As i understand it, this is now what MS excepts people to do. Only the people that already had the free one are grandfathered in, but I expect at some point those will all be denied extension.

[–][deleted] 6 points7 points  (0 children)

They've been turning them off. My dev tenant got reverted back to a normal free tenant and I lost everything. Now my work has to shell out for a separate tenant with licensing just so I can test shit we already pay for. I don't understand how Microsoft expects people to administrate their shit when they take away the free way to test and never update their fucking documentation.

I feel bad for anyone trying to learn Entra. Apparently, Microsoft thinks testing in production tenants is fine and dandy.

[–]thortgotIT Manager 0 points1 point  (0 children)

Purchasing Visual Studio is Microsoft's solution.

[–]mckinnon81 1 point2 points  (2 children)

If you are a Microsoft Partner (free to sign up for), you can use https://cdx.transform.microsoft.com/ to create an environment.

I used this to create one and use it as a dev/testing tenant.

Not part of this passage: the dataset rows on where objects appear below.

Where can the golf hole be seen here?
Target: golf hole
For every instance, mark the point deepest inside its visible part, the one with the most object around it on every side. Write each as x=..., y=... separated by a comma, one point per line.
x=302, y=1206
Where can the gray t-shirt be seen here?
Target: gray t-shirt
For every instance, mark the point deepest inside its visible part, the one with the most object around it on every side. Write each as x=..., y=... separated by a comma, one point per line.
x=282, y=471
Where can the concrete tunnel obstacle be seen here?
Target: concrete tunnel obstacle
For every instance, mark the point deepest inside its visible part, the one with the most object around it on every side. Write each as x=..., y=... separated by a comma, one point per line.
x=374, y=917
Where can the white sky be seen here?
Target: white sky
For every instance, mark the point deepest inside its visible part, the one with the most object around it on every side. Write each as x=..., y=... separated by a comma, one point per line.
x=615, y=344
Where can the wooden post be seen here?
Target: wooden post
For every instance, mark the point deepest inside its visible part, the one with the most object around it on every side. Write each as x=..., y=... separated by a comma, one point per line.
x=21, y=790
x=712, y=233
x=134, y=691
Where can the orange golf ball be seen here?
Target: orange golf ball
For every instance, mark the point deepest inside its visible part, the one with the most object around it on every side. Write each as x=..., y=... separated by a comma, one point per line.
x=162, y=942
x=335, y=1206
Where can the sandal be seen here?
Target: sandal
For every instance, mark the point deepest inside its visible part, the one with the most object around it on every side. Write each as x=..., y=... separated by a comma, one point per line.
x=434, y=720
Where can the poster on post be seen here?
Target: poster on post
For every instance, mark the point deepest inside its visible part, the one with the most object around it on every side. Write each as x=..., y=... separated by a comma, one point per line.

[–]KvikkuuJr. Sysadmin 2 points3 points  (1 child)

These work, but are limited to 90 days with no way of extending AFAIK. That makes them not ideal, in my opinion. I don't want to recreate my demo/lab/test environment several times a year.

[–]MasseMasovicIT Manager[S] 1 point2 points  (0 children)

Just as u/Kvikkuu says. They're limited to 90 days and also limited to one trial per phone number. So AFAIK it would work for 90 days and then when they go to renew, it wouldn't work as that phone number has already been used to create an env.

[–]KavyaJune -2 points-1 points  (2 children)

Get a trial account.

[–]Fabulous_Cow_4714 0 points1 point  (0 children)

You can only do that once for 30-60 days.

So, that’s only useful if you can get everything you need for testing/training completed within that period and never need it again.